Extremely Loud and Incredibly Close: directed by Stephen Daldry; written by Eric Roth
I consistently try to avoid any explicit discussion of the role that hype plays in the way films affect us. Andrew Buckle made a post about the role of expectations and whatnot in cinema. And, my strategic decision to avoid movie trailers as much as possible is less about a fear of finding out spoilers, and more about avoiding any judgement of films before they’re delivered. It’s also why I write little about films before they’re released. Anyhow, here we go. Extremely Loud and Incredibly Close, it’s difficult to mire through the criticism, opinions, emotions and information available on the film – and all of that before it was released. What makes good art? What deserves to be represented artistically? Who should be allowed to render that representation? It becomes difficult to extrapolate the Stephen Daldry film Extremely Loud and Incredibly Close from the worst day (what the child-protagonist refers to it as) which exists as an arc, but not precisely as the crux, in it. I am not American and my relation to the September 11 tragedy is a distant one. I’d like to not think that makes me quasi-expert at adjudging the film, but when I take a quick glance through a slew of reviews covering the film I wonder if the biggest crime of the film is having the temerity to use something so close to much of its audience as a canvas for this wide, bold, and dishevelled movie.
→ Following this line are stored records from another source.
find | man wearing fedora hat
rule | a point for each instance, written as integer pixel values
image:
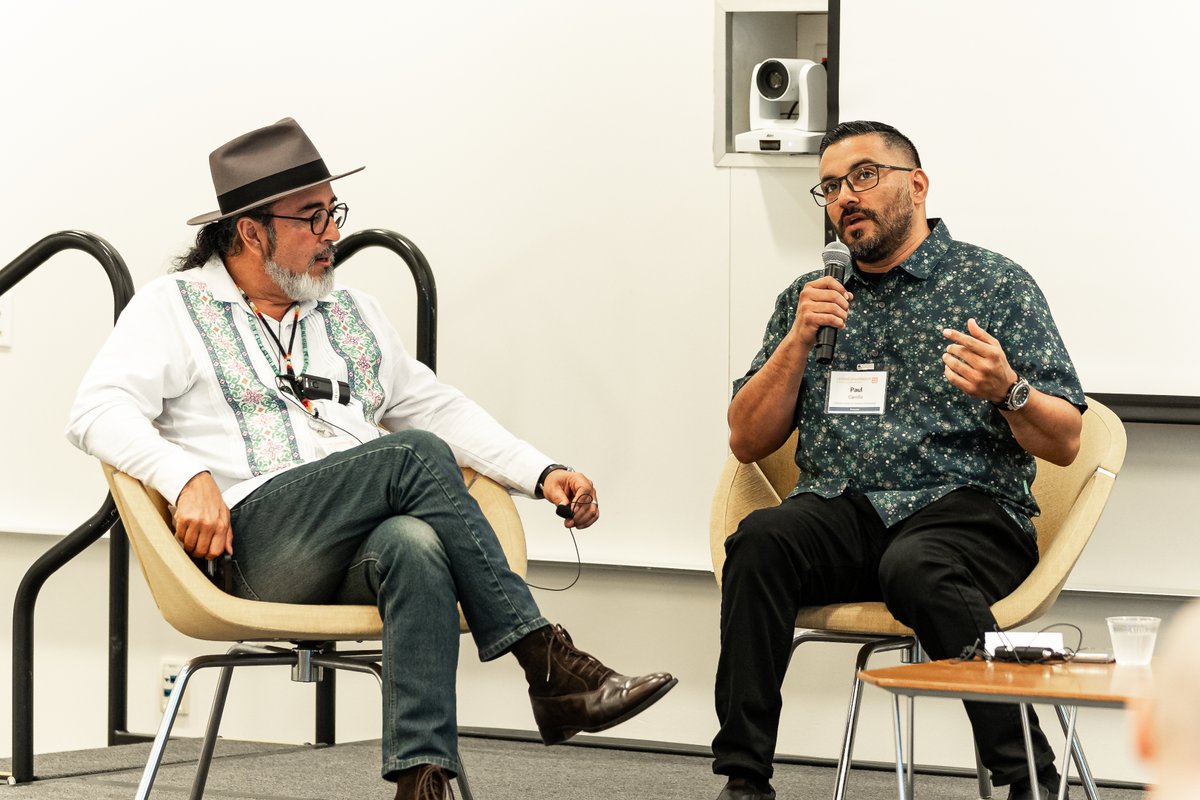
(299, 439)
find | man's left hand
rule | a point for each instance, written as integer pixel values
(564, 487)
(977, 365)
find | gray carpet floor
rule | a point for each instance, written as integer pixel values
(497, 769)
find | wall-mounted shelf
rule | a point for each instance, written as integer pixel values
(749, 31)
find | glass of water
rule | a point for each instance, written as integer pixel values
(1133, 638)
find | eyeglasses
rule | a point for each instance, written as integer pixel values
(567, 510)
(861, 179)
(319, 218)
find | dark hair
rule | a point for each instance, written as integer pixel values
(863, 127)
(221, 238)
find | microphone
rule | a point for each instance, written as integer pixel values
(837, 260)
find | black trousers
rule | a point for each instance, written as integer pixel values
(939, 572)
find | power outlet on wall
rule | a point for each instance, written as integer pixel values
(169, 675)
(5, 322)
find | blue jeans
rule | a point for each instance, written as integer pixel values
(390, 522)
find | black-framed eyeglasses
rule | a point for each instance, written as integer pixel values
(861, 179)
(321, 217)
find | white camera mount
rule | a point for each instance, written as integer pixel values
(787, 107)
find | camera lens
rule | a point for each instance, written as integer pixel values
(773, 79)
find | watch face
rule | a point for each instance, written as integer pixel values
(1020, 395)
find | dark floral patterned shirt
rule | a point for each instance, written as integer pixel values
(931, 438)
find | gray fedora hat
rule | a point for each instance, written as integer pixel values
(263, 166)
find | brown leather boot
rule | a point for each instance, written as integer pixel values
(571, 691)
(424, 782)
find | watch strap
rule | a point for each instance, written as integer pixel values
(541, 479)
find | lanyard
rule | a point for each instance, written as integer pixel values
(287, 354)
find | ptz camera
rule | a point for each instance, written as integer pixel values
(787, 107)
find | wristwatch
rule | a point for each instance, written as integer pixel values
(541, 479)
(1017, 397)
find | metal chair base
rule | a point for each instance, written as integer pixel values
(306, 661)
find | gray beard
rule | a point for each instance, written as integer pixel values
(300, 288)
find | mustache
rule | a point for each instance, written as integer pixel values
(863, 212)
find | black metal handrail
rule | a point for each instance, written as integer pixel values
(426, 289)
(426, 353)
(77, 540)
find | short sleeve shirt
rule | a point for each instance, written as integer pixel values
(931, 438)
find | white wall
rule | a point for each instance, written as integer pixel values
(600, 283)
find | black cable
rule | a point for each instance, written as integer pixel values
(318, 417)
(579, 569)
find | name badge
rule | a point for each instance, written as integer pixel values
(864, 391)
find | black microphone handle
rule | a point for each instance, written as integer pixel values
(827, 335)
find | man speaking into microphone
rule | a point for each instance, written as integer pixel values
(941, 378)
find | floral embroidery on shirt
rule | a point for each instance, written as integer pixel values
(357, 344)
(931, 438)
(262, 417)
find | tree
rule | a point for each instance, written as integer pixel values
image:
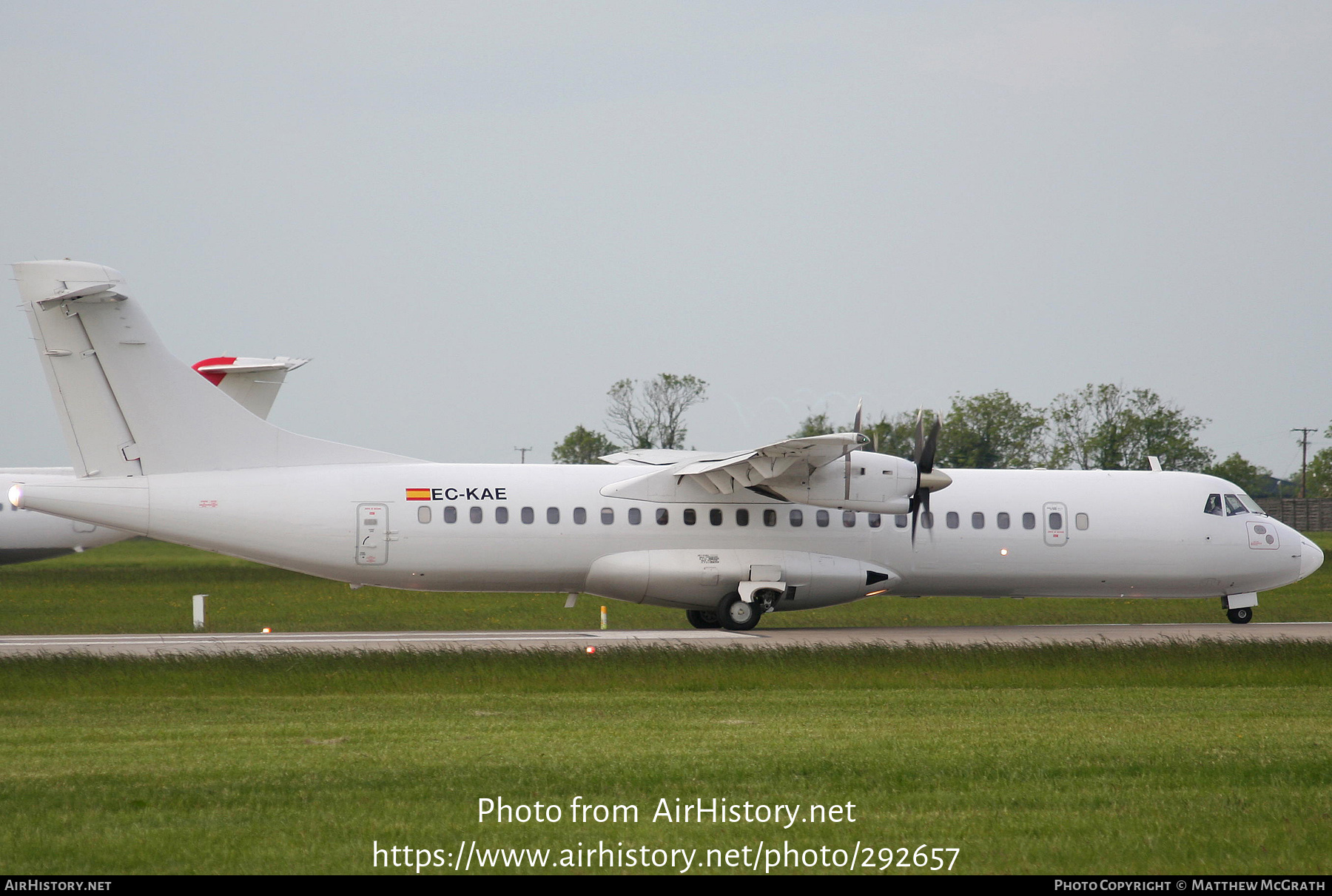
(992, 431)
(887, 436)
(1254, 479)
(1110, 428)
(582, 446)
(652, 414)
(897, 434)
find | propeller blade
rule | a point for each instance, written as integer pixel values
(932, 446)
(855, 428)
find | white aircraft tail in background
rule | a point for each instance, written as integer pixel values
(31, 536)
(127, 405)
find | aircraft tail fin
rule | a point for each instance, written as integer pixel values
(127, 405)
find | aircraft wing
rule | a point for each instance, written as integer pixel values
(722, 474)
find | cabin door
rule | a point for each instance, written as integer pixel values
(1057, 524)
(372, 534)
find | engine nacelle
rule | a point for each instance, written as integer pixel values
(701, 578)
(881, 484)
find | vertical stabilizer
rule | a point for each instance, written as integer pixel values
(127, 405)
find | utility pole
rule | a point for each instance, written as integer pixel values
(1305, 456)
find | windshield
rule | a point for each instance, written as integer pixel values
(1234, 506)
(1252, 505)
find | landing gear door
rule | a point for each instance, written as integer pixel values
(1057, 524)
(372, 534)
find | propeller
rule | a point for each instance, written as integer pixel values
(927, 479)
(855, 428)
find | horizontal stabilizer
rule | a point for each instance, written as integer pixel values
(127, 405)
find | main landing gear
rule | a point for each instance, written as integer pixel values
(733, 613)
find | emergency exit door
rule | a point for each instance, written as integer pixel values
(372, 534)
(1057, 524)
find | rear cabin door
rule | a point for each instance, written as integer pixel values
(372, 534)
(1057, 524)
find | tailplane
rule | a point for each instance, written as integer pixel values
(127, 405)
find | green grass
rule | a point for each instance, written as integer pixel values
(1142, 759)
(143, 586)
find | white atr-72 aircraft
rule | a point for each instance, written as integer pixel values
(30, 536)
(725, 537)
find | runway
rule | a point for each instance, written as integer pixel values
(759, 638)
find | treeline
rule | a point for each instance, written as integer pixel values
(1100, 426)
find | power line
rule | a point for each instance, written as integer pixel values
(1305, 456)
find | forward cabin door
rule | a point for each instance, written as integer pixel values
(1057, 524)
(372, 534)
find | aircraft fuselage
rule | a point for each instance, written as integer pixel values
(536, 528)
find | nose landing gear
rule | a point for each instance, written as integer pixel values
(704, 618)
(1239, 607)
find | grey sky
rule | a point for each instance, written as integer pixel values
(477, 216)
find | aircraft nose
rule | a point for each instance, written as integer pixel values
(1311, 557)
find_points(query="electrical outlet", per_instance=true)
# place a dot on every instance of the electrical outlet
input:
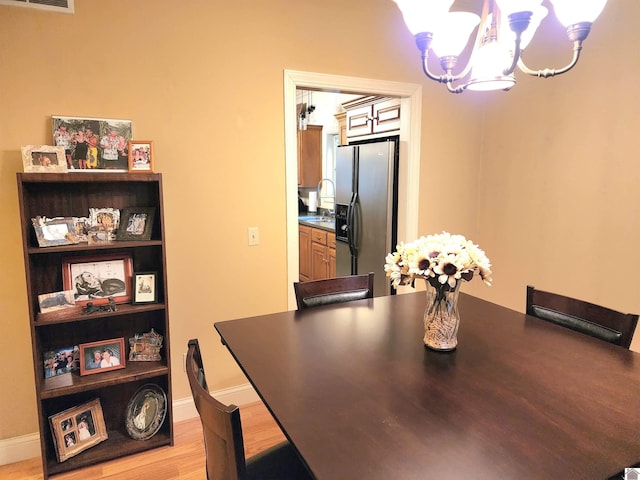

Moving on, though, because I try to avoid making my reviews a talking point in rebuttal…. There is a paucity of scenes in the film which do not unfold from its protagonist’s perspective, and it’s because the film harbours an expressly subjective relationship with its main character. This is a story about a boy’s attempt at finding meaning amidst a mass of confusion – the world. There is an almost existentialist angle to the overreaching quest for meaning that Oskar and those around try to achieve. There was a line floating around twitter saying that our response to any film (and, I’d interject – any artistic work) is essentially personal, and every other explanation is somewhat specious; or something to that effect (I cannot recall the quotation verbatim). And, perhaps, because I can understand that existential turmoil precipitating Oskar’s bizarre quest, it makes sense to me.
Thomas Horn is faced with a gargantuan task in the film. Much of the film’s most significant themes rest on his shoulders. He does a fine job. But, where the film falters most decisively is in its inability to express that with the immediacy it necessitates. Think of the drawings which functioned as a framing device in Rabbit Hole, Extremely Loud and Incredibly Close and its own individuality could have done well with such a tactic. The film itself unfolds like an unrestrained outburst of emotion from Oskar, and the framing device of the film representing the book he creates is used a bit too sparingly for a film which rests so much on the personal. It’s why I’m loathe to refer to the film as “September 11” one.